Alors qu’il travaille sur le chantier du prolongement de l’autoroute 30 à Saint-Constant, le 18 août 2008, M. Jean-Guy Meunier, travailleur de Laco Construction inc., meurt écrasé par un mur de coffrage. Au terme de son enquête, la Commission de la santé et de la sécurité du travail constate entre autres que les méthodes de coffrage et de décoffrage sont déficientes.
À la suite de l’enquête sur cet accident, la CSST rappelle aux employeurs l’importance d’utiliser des accessoires approuvés pour prévenir les accidents lors des travaux de coffrage et de décoffrage. En 2008, au Québec, 14 accidents de travail mortels sont survenus dans le secteur de la construction.

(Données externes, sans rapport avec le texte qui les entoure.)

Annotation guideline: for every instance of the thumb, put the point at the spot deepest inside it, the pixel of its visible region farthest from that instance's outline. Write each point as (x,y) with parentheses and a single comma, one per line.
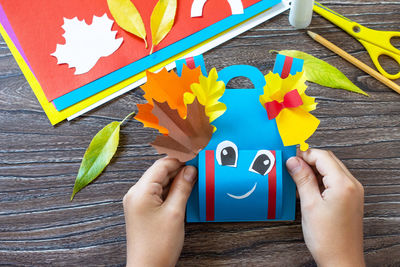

Un mur de coffrage écrase mortellement le travailleur
Les travaux du chantier comprennent la construction d’échangeurs, de viaducs et de tronçons d’autoroute. Pour couler le béton du viaduc, on doit installer un coffrage qui le moule et le maintient en place. Le jour de l’accident, M. Jean-Guy Meunier, accompagné d’un collègue, finalise le décoffrage des quatre murs de la masse de béton. Ils retirent donc les éléments du coffrage parce que le béton s’est solidifié. Alors que les travailleurs retirent les attaches d’un des coins du mur de coffrage qui fait 2 270 kg, ce dernier se renverse et écrase mortellement le travailleur.
Mieux identifier les dangers
La CSST a retenu quatre causes pour expliquer l’accident. Des lacunes lors de l’installation du coffrage et une mauvaise méthode de travail lors du décoffrage ont rendu le mur instable. La pression exercée par le vent sur la section exposée du mur a fourni la faible poussée manquante pour renverser le mur. Finalement, la gestion des travaux de coffrage et de décoffrage a été déficiente.
Exigences de la CSST
À la suite de l’accident, la CSST a interdit les travaux de décoffrage et a demandé à l’employeur de lui fournir une méthode de décoffrage signée et scellée par un ingénieur.
La CSST a aussi ordonné à l’employeur de s’informer auprès du fournisseur des outils et des équipements nécessaires et appropriés pour les travaux de coffrage. Il doit également modifier ses méthodes de coffrage et de décoffrage pour qu’elles soient plus sécuritaires. Finalement, il doit informer et former ses travailleurs en conséquence.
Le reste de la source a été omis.